In our previous installment, we discussed the data structures that we will use to represent the graph which we will use for pathfinding on the terrain, as well as the initial pre-processing that was necessary to populate that graph with the information that our pathfinding algorithm will make use of. Now, we are ready to actually implement our pathfinding algorithm. We’ll be using A*, probably the most commonly used graph search algorithm for pathfinding.
A* is one of the most commonly used pathfinding algorithms in games because it is fast, flexible, and relatively simple to implement. A* was originally a refinement of Dijkstra’s graph search algorithm. Dijkstra’s algorithm is guaranteed to determine the shortest path between any two nodes in a directed graph, however, because Dijkstra’s algorithm only takes into account the cost of reaching an intermediate node from the start node, it tends to consider many nodes that are not on the optimal path. An alternative to Dijkstra’s algorithm is Greedy Best-First search. Best-First uses a heuristic function to estimate the cost of reaching the goal from a given intermediate node, without reference to the cost of reaching the current node from the start node. This means that Best-First tends to consider far fewer nodes than Dijkstra, but is not guaranteed to produce the shortest path in a graph which includes obstacles that are not predicted by the heuristic.
A* blends these two approaches, by using a cost function (f(x)) to evaluate each node based on both the cost from the start node (g(x)) and the estimated cost to the goal (h(x)). This allows A* to both find the optimum shortest path, while considering fewer nodes than pure Dijkstra’s algorithm. The number of intermediate nodes expanded by A* is somewhat dependent on the characteristics of the heuristic function used. There are generally three cases of heuristics that can be used to control A*, which result in different performance characteristics:
- When h(x) underestimates the true cost of reaching the goal from the current node, A* will expand more nodes, but is guaranteed to find the shortest path.
- When h(x) is exactly the true cost of reaching the goal, A* will only expand nodes along the shortest path, meaning that it runs very fast and produces the optimal path.
- When h(x) overestimates the true cost of reaching the goal from the current node, A* will expand fewer intermediate nodes. Depending on how much h(x) underestimates the true cost, this may result in paths that are not the true shortest path; however, this does allow the algorithm to complete more quickly.
For games, we will generally use heuristics of the third class. It is important that we generate good paths when doing pathfinding for our units, but it is generally not necessary that they be mathematically perfect; they just need to look good enough, and the speed savings are very important when we are trying to cram all of our rendering and update code into just a few tens of milliseconds, in order to hit 30-60 frames per second.

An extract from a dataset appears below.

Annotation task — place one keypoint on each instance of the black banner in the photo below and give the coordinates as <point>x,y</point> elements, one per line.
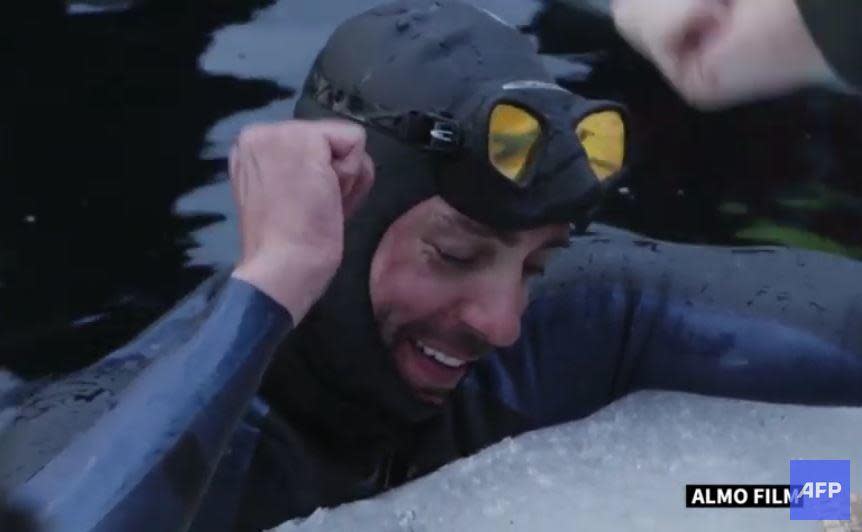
<point>740,496</point>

A* uses two sets to keep track of the nodes that it is operating on. The first set is the closed set, which contains all of the nodes that A* has previously considered; this is sometimes called the interior of the search. The other set is the open set, which contains those nodes which are adjacent to nodes in the closed set, but which have not yet been processed by the A* algorithm. The open set is generally sorted by the calculated cost of the node (f(x)), so that the algorithm can easily select the most promising new node to consider. Because of this, we usually consider the open list to be a priority queue. The particular implementation of this priority queue has a large impact on the speed of A*; for best performance, we need to have a data structure that supports fast membership checks (is a node in the queue?), fast removal of the best element in the queue, and fast insertions into the queue. Amit Patel provides a good overview of the pros and cons of different data structures for the priority queue on his A* page; I will be using a priority queue derived from Blue Raja’s Priority Queue class, which is essentially a binary heap. For our closed set, the primary operations that we will perform are insertions and membership tests, which makes the .Net HashSet<T> class a good choice.